AIDS spreading beyond China high risk groups

AIDS in China has spread beyond high-risk groups such as injecting drug users, prostitutes and homosexuals and the country is becoming “like Africa” in how the virus is transmitted, a senior health official says.

“There are 190 new HIV infections every day ... and in some high-prevalence areas, nearly one percent of pregnant women are infected with HIV,” said Hao Yang, deputy director general of the bureau of diseases prevention and control at the Ministry of Health.

“That is a very high percentage. It is a generalized epidemic,” he told Reuters in an interview.

“We’re now like Africa. Last year, we found that 48 percent of those who were newly infected contracted the disease from sex, so it’s not a disease that afflicts only high-risk groups.”

Africa has the world’s highest number of HIV/AIDS sufferers and the virus is spread mostly through heterosexual sex.

To combat the problem, it is now mandatory for all entertainment spots in China to make condoms available and methadone clinics have mushroomed all over the country to help drug addicts kick the habit.

Hao said for China’s 650,000 people living with HIV/AIDS, first-line drugs had managed to prolong lives but some sufferers were beginning to develop resistance - partly because they are unaware of the importance of keeping to strict drug regimens.

The HIV virus mutates rapidly and patients who fail to take antiretroviral drugs in the right amounts or at the right time will soon develop resistance - something that is happening all too frequently in China, activists say.

“So many patients are just taking the drugs haphazardly. Doctors have to spend time to explain to patients how crucial it is to keep to the regimens if they want to preserve their lives,” said Meng Lin, an AIDS activist in Beijing.

He added that some 60 village doctors were gathered in Beijing this week to listen to the needs of people living with HIV at a forum organized by the World Health Organization.

MORE DRUGS NEEDED

People on HIV drugs tend to develop resistance after some years and would need “second line” medicines, but there are very few of such stronger medicines available in China.

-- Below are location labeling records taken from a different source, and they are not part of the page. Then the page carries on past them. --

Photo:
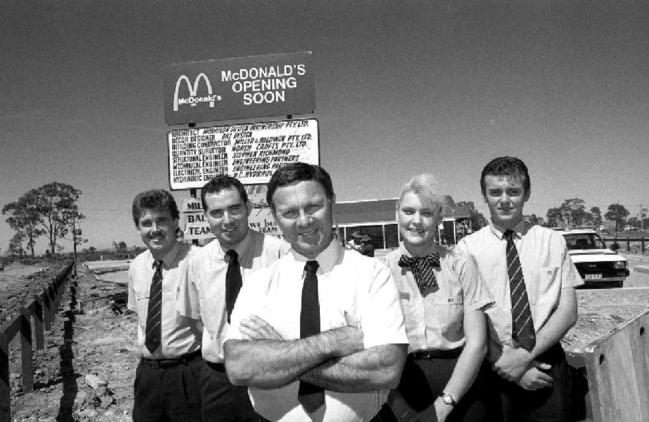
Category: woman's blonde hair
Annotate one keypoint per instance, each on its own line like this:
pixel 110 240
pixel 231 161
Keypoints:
pixel 426 187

Often, Chinese sufferers find themselves having to choose between putting up with the awful side effects of these drugs, or die.

“We have to prepare for this. We are now discussing with foreign companies. In a short time, we will sign some accords with these companies to bring in these drugs,” Hao said.

Beijing was talking with companies such as Abbott and Gilead Sciences Inc. to bring in second line drugs, Hao said. Abbott Laboratories Inc. makes a key second-line drug called Kaletra.

Beijing and Abbott are now hammering out the price, which Hao said was still too high for China and he called on the company to pay heed to its “social responsibility”.

Beijing provides free HIV drugs for its citizens, but non-government groups say only very few benefit from that policy.

HIV/AIDS became a major headache for China in the 1980s and 1990s, when hundreds of thousands of impoverished farmers became infected through botched blood-selling schemes.

Although this practice has since been stopped, it has left behind some 75,000 orphans, some of whom are infected. Those who aren’t will probably live under a long, dark shadow of stigma for the rest of their lives.